Genuss
15.01.2018

Leberkäse und Chips: Was die Reichen und Schönen auf Bällen essen

K.u.K-Hofzuckerbäcker Gerstner setzt am Opernball auf getrüffelte Chips und Leberkäs’-Semmel.

Am 21. Oktober 1911 richtete Anton Gerstner ein ganz besonderes Buffet im Schloss Schwarzau am Steinfeld aus: Für das Hochzeitsessen von Erzherzog Karl von Habsburg-Lothringen, späterer Kaiser Karl I., und Prinzessin Zita von Bourbon-Parma tischte die K. u. K. Hofzuckerbäckerei Gerstner eine imperiale Hochzeitstorte aus Zuckerguss und Tragant auf.

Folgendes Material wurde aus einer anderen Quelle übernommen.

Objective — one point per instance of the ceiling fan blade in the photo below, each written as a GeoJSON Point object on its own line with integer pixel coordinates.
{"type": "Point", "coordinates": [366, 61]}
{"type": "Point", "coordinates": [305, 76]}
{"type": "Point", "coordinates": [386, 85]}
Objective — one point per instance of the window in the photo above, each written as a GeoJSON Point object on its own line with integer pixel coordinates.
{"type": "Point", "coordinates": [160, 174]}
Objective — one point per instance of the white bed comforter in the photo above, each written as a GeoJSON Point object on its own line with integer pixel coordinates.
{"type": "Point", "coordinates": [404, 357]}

Hunderte Hochzeiten, 22 Bälle innerhalb von fünf Wochen – darunter berühmte Bälle wie Opernball und Zuckerbäckerball – richtet der Catering-Zweig des Wiener Traditionshauses dieses Jahr aus. In Summe versorgt das Unternehmen auf rund 1000 Events hungrige Kongress-Teilnehmer oder Hochzeitsgäste mit lukullischen Freuden. "Für ein Gala-Dinner mit 100 Personen brauchen wir zehn Servicekräfte und einen Leiter sowie drei bis vier Köche vor Ort", erklärt Gerit Hainz, Director of Catering & Events.

Bei Großveranstaltungen wie dem Opernball sind schon einmal 40.000 Gläser im Einsatz – hier werden Gin und Rosé immer beliebter: "Von der Planung oder Logistik her unterscheiden sich Hochzeiten oder Bälle nicht, allerdings gibt es thematisch große Unterschiede."

Generell lassen sich zwei Trends ablesen, erzählt der Experte: Der Wunsch nach Inszenierung wie Life Cooking und der Wunsch nach regionalen Lebensmitteln.

So gibt es heuer auf dem Opernball einen Eiswagen für Gefrorenes und einen Würstelstand. "Es geht um das Erlebnis: Sehr gut kommen Stationen an, wo die Gäste Punschkrapferl oder Cupcake selber verzieren können."

Was passiert mit Brötchen, die nicht verdrückt werden? "Wenn der Kunde einverstanden ist, dürfen Gäste sie einpacken. Snacks, die noch nicht serviert wurden, werden an soziale Einrichtungen gespendet."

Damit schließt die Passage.